During Joe Biden’s first official visit to Canada as president in March, Canada agreed to allow 15,000 migrants from the Western Hemisphere to seek asylum on a humanitarian basis through legal channels over the next year.
Mayorkas says the goal of the new pathways is meant to offer an alternative and discourage people from making the dangerous journey to the southern U.S. border in the first place.
“I spoke with Minister Fraser about our work together in addressing the challenge of migration.

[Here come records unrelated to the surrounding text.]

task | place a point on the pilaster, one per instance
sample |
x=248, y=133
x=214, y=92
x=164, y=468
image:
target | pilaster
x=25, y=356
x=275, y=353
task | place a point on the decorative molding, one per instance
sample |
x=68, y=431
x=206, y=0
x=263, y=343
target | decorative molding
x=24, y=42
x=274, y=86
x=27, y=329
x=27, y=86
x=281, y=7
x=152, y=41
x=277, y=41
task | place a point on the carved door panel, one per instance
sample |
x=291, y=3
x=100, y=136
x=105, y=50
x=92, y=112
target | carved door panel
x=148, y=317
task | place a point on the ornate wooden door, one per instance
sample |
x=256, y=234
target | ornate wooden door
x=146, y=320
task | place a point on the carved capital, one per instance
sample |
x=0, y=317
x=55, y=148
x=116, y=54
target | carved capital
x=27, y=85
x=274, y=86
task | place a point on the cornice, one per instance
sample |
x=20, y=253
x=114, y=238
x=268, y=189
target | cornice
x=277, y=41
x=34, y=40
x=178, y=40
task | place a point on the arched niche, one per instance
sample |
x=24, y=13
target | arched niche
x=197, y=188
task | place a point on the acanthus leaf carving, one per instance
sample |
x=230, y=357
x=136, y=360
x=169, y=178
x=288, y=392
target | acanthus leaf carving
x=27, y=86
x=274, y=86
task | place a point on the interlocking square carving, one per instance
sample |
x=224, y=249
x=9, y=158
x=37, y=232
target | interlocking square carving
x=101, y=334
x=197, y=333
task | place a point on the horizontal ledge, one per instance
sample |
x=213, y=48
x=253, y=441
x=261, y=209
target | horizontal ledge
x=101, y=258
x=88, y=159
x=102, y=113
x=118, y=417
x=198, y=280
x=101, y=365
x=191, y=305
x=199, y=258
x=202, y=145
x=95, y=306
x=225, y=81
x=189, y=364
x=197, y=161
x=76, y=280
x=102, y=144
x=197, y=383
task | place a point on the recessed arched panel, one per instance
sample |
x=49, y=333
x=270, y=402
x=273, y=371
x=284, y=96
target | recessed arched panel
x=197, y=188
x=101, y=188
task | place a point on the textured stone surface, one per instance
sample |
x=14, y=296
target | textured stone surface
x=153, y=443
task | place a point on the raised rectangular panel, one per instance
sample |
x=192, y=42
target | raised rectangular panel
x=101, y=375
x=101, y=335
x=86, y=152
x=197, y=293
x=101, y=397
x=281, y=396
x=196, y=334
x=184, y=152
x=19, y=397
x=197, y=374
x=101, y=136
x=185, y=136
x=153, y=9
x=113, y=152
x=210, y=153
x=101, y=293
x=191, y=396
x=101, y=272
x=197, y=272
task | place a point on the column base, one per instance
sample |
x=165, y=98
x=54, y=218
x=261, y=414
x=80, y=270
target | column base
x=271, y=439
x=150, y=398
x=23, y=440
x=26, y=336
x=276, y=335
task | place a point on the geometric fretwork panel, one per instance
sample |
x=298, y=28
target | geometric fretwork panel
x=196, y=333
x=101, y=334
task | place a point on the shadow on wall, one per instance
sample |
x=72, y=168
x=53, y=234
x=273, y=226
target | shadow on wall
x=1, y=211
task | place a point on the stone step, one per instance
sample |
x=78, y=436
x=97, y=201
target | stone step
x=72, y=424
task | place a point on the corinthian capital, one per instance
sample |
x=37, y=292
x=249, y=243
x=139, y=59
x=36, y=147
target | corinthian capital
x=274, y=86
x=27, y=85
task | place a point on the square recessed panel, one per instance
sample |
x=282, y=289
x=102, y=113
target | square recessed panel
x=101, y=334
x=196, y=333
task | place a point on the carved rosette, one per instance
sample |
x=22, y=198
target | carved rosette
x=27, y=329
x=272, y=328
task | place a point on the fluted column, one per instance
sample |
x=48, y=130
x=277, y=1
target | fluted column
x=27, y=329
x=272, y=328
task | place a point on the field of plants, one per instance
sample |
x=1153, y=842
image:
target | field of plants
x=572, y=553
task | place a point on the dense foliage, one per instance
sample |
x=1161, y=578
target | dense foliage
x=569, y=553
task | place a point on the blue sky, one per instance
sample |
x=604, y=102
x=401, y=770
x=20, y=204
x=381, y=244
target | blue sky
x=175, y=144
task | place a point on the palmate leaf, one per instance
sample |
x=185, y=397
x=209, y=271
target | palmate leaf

It is not something specific to the southern border of the United States or the northern border of the United States,” Mayorkas said.
“We’re seeing an unprecedented level of migration around the world and in our region … The challenge of migration is a hemispheric one, and hemispheric challenges require hemispheric solutions.”
The new plan by Washington to stem border migration comes just two weeks before the ending of Title 42, the controversial Trump-era border policy that allows U.S. border officials to quickly expel migrants and asylum-seekers on public health grounds.
The COVID-19 health policy has been used more than two million times to allow U.S. authorities to expel people who crossed the border irregularly without offering them the opportunity to seek asylum. Human-rights groups have said that the measure violated international law.
When Title 42 ends on May 11, Mayorkas told Barton that the U.S. will “bring new enforcement measures to bear.”
The administration plans to swiftly screen migrants seeking asylum at the border itself, quickly deport those deemed as not being qualified, and penalize people who cross illegally into the U.S. or illegally through another country on their way to the U.S. border. Those expelled would also be banned from re-entering the country for five years, unlike under Title 42 which didn’t prevent asylum seekers from attempting re-entry.